The sewer system that grew out of this drainage scheme in the Forum was called the Cloaca Maxima ("the Great Sewer") and was eventually made up of great underground vaulted tunnels that were large enough for boats to journey in, and strong enough to withstand floods and great storms. Though much of it ran under the Forum, the Cloaca Maxima was sturdy enough to support the roads and buildings erected over it; even if a building burned (as occasionally happened) and collapsed the Cloaca Maxima held up. Parts of it were as wide as ten foot six inches, and as high as thirteen foot nine inches; or rather are, for it is still in use today in Rome, 2000+ years later.

Cloacina's name comes from the Latin verb cloare or cluere, meaning "to wash, clean or purify". At some later date Cloacina was assimilated to Venus, who was then called Venus Cloacina; one legend says that Venus was given this epithet after the Sabine wars, in which the early men of Rome, who had few women among them, raided the nearby Sabine people, kidnapping their women and forcing them to become their wives. The Sabine King Tatius attacked Rome for this, but was later reconciled to peace by the selfsame kidnapped women, who had either internalized their chattel status under the brutal and primitive patriarchy (oh yes, I do blame it) or had just gotten sick of all the damned fighting. At any rate, peace was brokered (though the women remained with the Romans), and the participants were purified with myrtle branches, a plant very sacred to Venus. To commemorate the occasion, a statue of Venus Cloacina was later put up at the spot. This Venus Cloacina was also credited with presiding over and purifying sexual intercourse within marriage, which perhaps indicates that the Roman men did acknowledge some guilt on their part, whose participation in the incident is after all famously known as "the Rape of the Sabine Women". Historically, the reality is that the Sabines and Romans were often at war, and in the 3rd century BCE the Sabines were finally defeated by Rome and were granted citizenship, eventually assimilating into and intermarrying with the Roman people.

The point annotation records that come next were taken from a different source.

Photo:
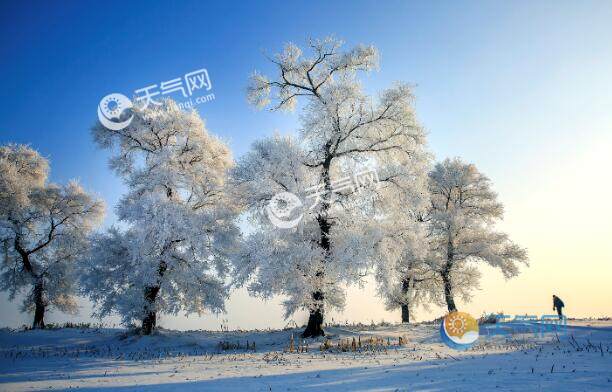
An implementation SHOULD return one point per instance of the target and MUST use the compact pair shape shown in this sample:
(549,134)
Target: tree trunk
(149,322)
(405,308)
(405,314)
(39,303)
(448,288)
(448,292)
(315,320)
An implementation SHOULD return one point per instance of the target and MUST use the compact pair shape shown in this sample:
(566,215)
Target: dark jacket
(557,303)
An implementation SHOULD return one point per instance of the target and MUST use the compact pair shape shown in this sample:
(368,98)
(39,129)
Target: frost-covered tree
(405,275)
(462,216)
(343,131)
(178,233)
(43,231)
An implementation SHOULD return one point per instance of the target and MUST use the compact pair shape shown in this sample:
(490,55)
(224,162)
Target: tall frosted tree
(178,231)
(463,212)
(405,274)
(44,230)
(343,130)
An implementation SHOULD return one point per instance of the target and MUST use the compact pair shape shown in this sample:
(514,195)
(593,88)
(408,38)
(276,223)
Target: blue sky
(523,89)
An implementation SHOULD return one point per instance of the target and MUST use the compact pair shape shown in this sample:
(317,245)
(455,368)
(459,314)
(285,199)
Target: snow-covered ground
(577,359)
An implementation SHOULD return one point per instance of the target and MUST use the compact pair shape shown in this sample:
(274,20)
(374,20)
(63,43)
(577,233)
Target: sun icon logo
(112,106)
(110,109)
(459,330)
(457,323)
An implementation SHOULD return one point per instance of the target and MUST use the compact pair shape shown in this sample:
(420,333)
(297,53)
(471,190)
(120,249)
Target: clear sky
(522,89)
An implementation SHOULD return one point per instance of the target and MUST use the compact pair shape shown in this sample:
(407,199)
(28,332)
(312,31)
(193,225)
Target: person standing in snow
(558,305)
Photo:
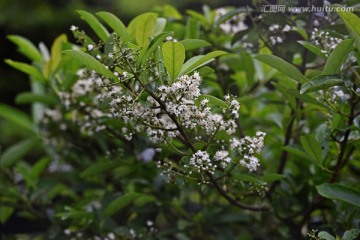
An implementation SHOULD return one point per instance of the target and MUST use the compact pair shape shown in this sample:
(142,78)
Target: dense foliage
(233,123)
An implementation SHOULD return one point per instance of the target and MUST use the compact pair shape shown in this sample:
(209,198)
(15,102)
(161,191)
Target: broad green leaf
(323,82)
(352,21)
(340,192)
(26,68)
(198,61)
(192,29)
(26,47)
(99,168)
(171,12)
(116,24)
(312,48)
(94,23)
(312,147)
(173,57)
(153,46)
(90,62)
(305,97)
(120,203)
(16,116)
(141,28)
(191,44)
(159,27)
(17,151)
(338,56)
(282,66)
(144,30)
(212,100)
(56,53)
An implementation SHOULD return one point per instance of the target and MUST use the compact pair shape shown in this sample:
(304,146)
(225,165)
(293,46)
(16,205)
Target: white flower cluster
(324,40)
(233,25)
(247,147)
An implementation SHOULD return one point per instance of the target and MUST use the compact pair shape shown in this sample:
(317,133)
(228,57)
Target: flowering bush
(224,124)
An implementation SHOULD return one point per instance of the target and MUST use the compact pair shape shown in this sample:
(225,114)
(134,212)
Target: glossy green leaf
(352,21)
(338,56)
(29,97)
(154,44)
(16,116)
(191,44)
(340,192)
(312,147)
(56,51)
(323,82)
(173,57)
(312,48)
(282,66)
(116,24)
(26,47)
(120,203)
(17,151)
(160,24)
(90,62)
(26,68)
(198,61)
(94,23)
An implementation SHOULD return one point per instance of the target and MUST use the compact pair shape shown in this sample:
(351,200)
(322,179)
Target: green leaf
(153,46)
(199,61)
(56,53)
(26,47)
(352,21)
(191,44)
(212,100)
(338,57)
(312,147)
(159,27)
(322,82)
(26,68)
(120,203)
(192,29)
(282,66)
(312,48)
(173,57)
(116,24)
(17,151)
(90,62)
(13,115)
(94,23)
(29,97)
(340,192)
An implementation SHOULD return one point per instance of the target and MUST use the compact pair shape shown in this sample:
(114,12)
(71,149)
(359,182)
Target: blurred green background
(44,20)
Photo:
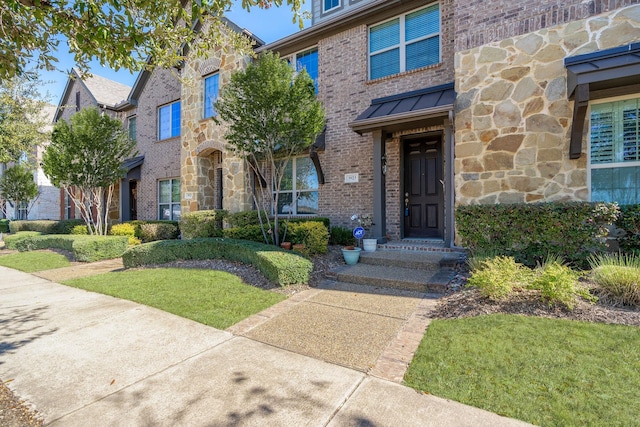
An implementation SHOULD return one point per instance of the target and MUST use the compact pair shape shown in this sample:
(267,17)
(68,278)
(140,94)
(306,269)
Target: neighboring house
(47,203)
(429,105)
(93,91)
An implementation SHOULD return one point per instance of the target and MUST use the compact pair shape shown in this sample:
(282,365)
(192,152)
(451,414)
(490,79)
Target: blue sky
(270,25)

In the Forum, just in front of the steps of the Aemilian Basilica on the Via Sacra ("the Sacred Way"), was located a small circular shrine dedicated to Cloacina. It was little more than a platform, not quite eight feet in diameter, but very, very old. As the Forum was paved and repaved over many years, the street level was slowly raised, and many successive layers of stone have been found at the base of Cloacina's shrine: evidently it had had to be remodeled or raised several times, which attests to its antiquity. This little shrine was located right over one of the main drains of the Cloaca Maxima, where two branches met up. Rectangular stairs led up to the platform on the north-western side; the platform itself was edged with a low openwork railing, and within this were two statues, not quite lifesize. They were of two draped Goddesses, either both Cloacina, or Cloacina and Venus, each with Her right hand on an incense-burner or small column; one of them held what was probably a flower in Her left hand, perhaps a sprig of myrtle, for Pliny says that before the shrine was built there had grown a myrtle-tree on the spot. As the little shrine was awfully old he may have been relating a belief that came about to connect Cloacina to Venus, for the myrtle is an ancient attribute of the love Goddess. Only the circular foundation of this shrine remains; but it was depicted on several coins of the first century BCE, so we know what it looked like.

Some consider the ancient association of Cloacina with Venus, the great Roman Goddess of love, beauty, and gardens, to be a bit of a puzzle, as it seems to have little basis. Venus, after all, although identified with the Greek Aphrodite, a Goddess of the sea and water as well as one of love and beauty, was not particularly associated with water Herself. But maybe Cloacina—who, like any Goddess of a specific stream or watercourse, was bound to its location, in this case the very heart of the Roman Empire, the Forum—was assimilated to Venus because She (Venus) was considered the divine ancestress of the Roman people, through Her son the hero Aeneas. Perhaps it was felt that adding Venus to Cloacina was a measure of Her importance, and honored the patroness of the drainage system that made the Forum possible.

Also called: Cluacina, Venus Cloacina.